John Feinstein has good thoughts (yes, yes, thoughts I agree with) about the suddenly real possibility of unionization of college athletes.
Whenever there is significant change of any sort, there is a natural tendency to predict doom and gloom. Those who most benefited from the status quo ante are, unsurprisingly, frequently at the front of the line warning of a coming catastrophe.
Feinstein reminds us that “Thirty-eight years ago, when an arbitrator declared Andy Messersmith and Dave McNally free agents, baseball Commissioner Bowie Kuhn declared free agency would “destroy” the sport’s competitive balance. At last look, baseball appears to be doing quite well in just about every possible way.”
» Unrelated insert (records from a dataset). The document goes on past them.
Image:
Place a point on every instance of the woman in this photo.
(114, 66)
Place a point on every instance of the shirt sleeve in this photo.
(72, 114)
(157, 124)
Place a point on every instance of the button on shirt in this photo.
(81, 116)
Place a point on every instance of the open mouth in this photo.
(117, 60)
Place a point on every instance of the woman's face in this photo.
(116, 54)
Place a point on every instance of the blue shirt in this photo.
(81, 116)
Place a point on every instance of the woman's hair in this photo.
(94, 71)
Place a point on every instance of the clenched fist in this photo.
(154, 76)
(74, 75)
Since lots of people are doing retrospectives today on great April Fool’s Day pranks – remember Sidd Finch – it’s worth recalling one of the great moments in American doomsaying history. Here’s Ronald Reagan, in 1961, on behalf of the AMA denouncing proposals then in the works that would ultimately result in Medicare:
“We are going to spend our sunset years telling our children and our children’s children, what it once was like in America when men were free.”
NCAA boosters always warn that the END IS NIGH when there is discussion of changing the model. On Sunday, Emmert spoke as if it was a given that unionization would lead to taxation of scholarships, though plenty of other folks don’t see it that way. Emmert’s concern here is, I am inclined to believe, disingenuous. In any event, he should probably spend more time worrying about the NCAA’s own tax-exempt status than about the tax status of the grant-in-aids. He also raised the specter of players getting cut for poor performance (Um, hello? They already can). NCAA officials have, hilariously, warned for years about the “potential” of the corrupting influences of commercialization if players were to get a piece of the pie.
Left to its own devices, the NCAA will not enact meaningful change. Many of the issues now being discussed – from increased stipends, to jersey sales, to outside income more generally, to guaranteed medical benefits, to a greater voice for athletes in athletics governance, have been on the table for years and years. And yet, the only reliable change in college sports in recent years has been the steady escalation in sports income that has accrued to the NCAA, its business partners and the ADs and coaches. The NCAA has been discussing “reform” without doing anything about it for a generation or more. And they would spend another generation doing the same, were it not for the legal kick in the pants they are now absorbing on all fronts.
We still don’t know how all this will play out. But the jig is up. The central element of the big-time college sports enterprise is to provide mass entertainment for the purposes of making money. It is not educational. The players who make it all go are, first and foremost, employees who are receiving an anachronistic in-kind payment in exchange for their services.
The world won’t come to an end when the powers-that-be finally no longer have a choice but to recognize that fact.